L’angelo mi mostrò la città santa che scende dal cielo
L'angelo mi mostrò la città santa che scende dal cielo VI Domenica di Pasqua (anno C)
L’angelo mi trasportò in spirito su di un monte grande e alto, e mi mostrò la città santa, Gerusalemme, che scende dal cielo, da Dio, risplendente della gloria di Dio. Il suo splendore è simile a quello di una gemma preziosissima, come pietra di diaspro cristallino. È cinta da grandi e alte mura con dodici porte: sopra queste porte stanno dodici angeli e nomi scritti, i nomi delle dodici tribù dei figli d’Israele. A oriente tre porte, a settentrione tre porte, a mezzogiorno tre porte e a occidente tre porte. Le mura della città poggiano su dodici basamenti, sopra i quali sono i dodici nomi dei dodici apostoli dell’Agnello.

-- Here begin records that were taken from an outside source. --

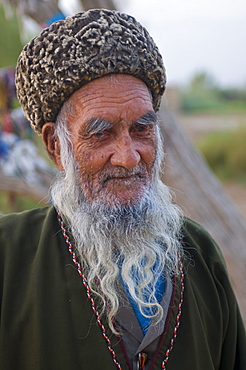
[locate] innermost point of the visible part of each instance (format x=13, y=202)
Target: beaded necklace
x=97, y=314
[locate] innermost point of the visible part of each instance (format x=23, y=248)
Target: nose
x=125, y=153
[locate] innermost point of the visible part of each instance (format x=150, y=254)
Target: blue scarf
x=144, y=322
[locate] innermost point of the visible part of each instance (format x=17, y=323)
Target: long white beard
x=134, y=237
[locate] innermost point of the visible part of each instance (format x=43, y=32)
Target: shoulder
x=198, y=241
x=19, y=231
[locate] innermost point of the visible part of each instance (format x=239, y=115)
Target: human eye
x=100, y=134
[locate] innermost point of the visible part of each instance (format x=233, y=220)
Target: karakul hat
x=81, y=48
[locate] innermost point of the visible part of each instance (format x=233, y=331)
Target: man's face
x=112, y=127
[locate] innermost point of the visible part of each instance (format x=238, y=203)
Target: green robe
x=47, y=321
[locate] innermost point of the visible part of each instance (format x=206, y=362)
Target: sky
x=194, y=36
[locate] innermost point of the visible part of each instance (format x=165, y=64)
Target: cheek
x=91, y=162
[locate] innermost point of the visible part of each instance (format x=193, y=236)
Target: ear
x=52, y=144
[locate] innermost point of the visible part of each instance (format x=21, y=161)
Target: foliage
x=203, y=94
x=225, y=153
x=10, y=43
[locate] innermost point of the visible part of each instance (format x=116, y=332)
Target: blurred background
x=203, y=116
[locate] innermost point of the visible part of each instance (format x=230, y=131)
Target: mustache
x=121, y=172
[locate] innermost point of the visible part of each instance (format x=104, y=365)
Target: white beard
x=135, y=237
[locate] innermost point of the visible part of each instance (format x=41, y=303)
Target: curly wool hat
x=81, y=48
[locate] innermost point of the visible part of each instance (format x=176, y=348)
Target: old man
x=112, y=276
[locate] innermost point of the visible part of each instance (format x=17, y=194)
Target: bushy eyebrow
x=96, y=125
x=149, y=118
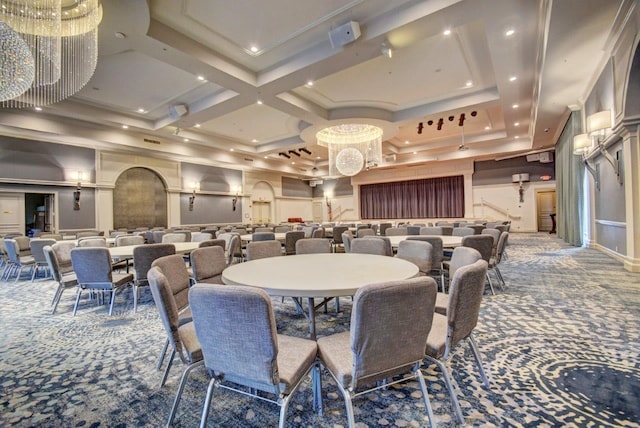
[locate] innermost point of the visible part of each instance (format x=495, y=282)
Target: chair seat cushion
x=436, y=342
x=335, y=352
x=442, y=300
x=295, y=356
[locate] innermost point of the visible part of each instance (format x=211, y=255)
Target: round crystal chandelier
x=16, y=64
x=62, y=36
x=351, y=147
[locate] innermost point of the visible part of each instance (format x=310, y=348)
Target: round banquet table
x=318, y=275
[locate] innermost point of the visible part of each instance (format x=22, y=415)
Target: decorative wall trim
x=619, y=224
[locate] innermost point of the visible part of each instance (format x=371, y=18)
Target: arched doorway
x=139, y=200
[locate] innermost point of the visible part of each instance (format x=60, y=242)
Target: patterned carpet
x=561, y=347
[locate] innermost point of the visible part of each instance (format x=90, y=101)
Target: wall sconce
x=234, y=201
x=597, y=126
x=520, y=178
x=582, y=144
x=78, y=176
x=195, y=186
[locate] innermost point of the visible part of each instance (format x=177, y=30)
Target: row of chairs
x=232, y=331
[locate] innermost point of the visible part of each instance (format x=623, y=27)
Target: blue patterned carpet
x=561, y=347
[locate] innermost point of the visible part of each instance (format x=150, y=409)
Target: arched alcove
x=139, y=200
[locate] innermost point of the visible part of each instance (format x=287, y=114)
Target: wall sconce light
x=582, y=145
x=195, y=186
x=234, y=201
x=597, y=126
x=78, y=176
x=520, y=179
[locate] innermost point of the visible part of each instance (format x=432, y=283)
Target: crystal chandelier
x=351, y=147
x=62, y=36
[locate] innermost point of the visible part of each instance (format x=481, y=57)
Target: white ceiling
x=555, y=52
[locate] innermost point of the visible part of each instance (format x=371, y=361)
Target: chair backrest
x=313, y=246
x=347, y=237
x=92, y=265
x=390, y=323
x=37, y=246
x=462, y=256
x=387, y=244
x=362, y=232
x=174, y=237
x=163, y=297
x=236, y=329
x=263, y=249
x=263, y=236
x=368, y=246
x=144, y=255
x=465, y=297
x=208, y=263
x=129, y=240
x=482, y=243
x=94, y=241
x=212, y=243
x=396, y=231
x=419, y=253
x=63, y=254
x=175, y=270
x=463, y=231
x=290, y=239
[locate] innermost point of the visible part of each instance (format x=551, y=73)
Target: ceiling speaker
x=344, y=34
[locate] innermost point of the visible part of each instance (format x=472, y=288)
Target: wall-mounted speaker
x=344, y=34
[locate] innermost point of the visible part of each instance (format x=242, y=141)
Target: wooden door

In essa non vidi alcun tempio: il Signore Dio, l’Onnipotente, e l’Agnello
sono il suo tempio. La città non ha bisogno della luce del sole,
né della luce della luna:
la gloria di Dio la illumina
e la sua lampada è l’Agnello.
Giovanni fruisce della visione della “Gerusalemme celeste”, ossia della Chiesa, la quale nell’eternità, partecipa della visione beatifica di Dio.
Con espressioni fantasiose, prese anche, in parte, dagli antichi profeti, Isaia e Ezechiele, la Chiesa celeste è presentata in tutto il suo ineffabile splendore. I vari elementi simbolici – le mura, le porte, i nomi della tribù d’Israele, gli angeli, i basamenti – indicano che nella Gerusalemme celeste sopravvive, rinnovato, l’antico Israele. Così alle dodici tribù sono stati sostituiti, quale fondamento, i nuovi dodici patriarchi del nuovo Israele: gli Apostoli, gli inviati dell’Agnello, di Cristo. Così il tempio materiale non ha più ragion d’essere, perché tutto è soprannaturale, immateriale; perché il tempio è Dio stesso.
Tutto è illuminato da una nuova luce, una luce divina, costituita dalla presenza di Dio – “la gloria di Dio” – e dell’Agnello, attraverso il quale passa la luce di Dio: ossia la sua vita soprannaturale partecipata ai redenti.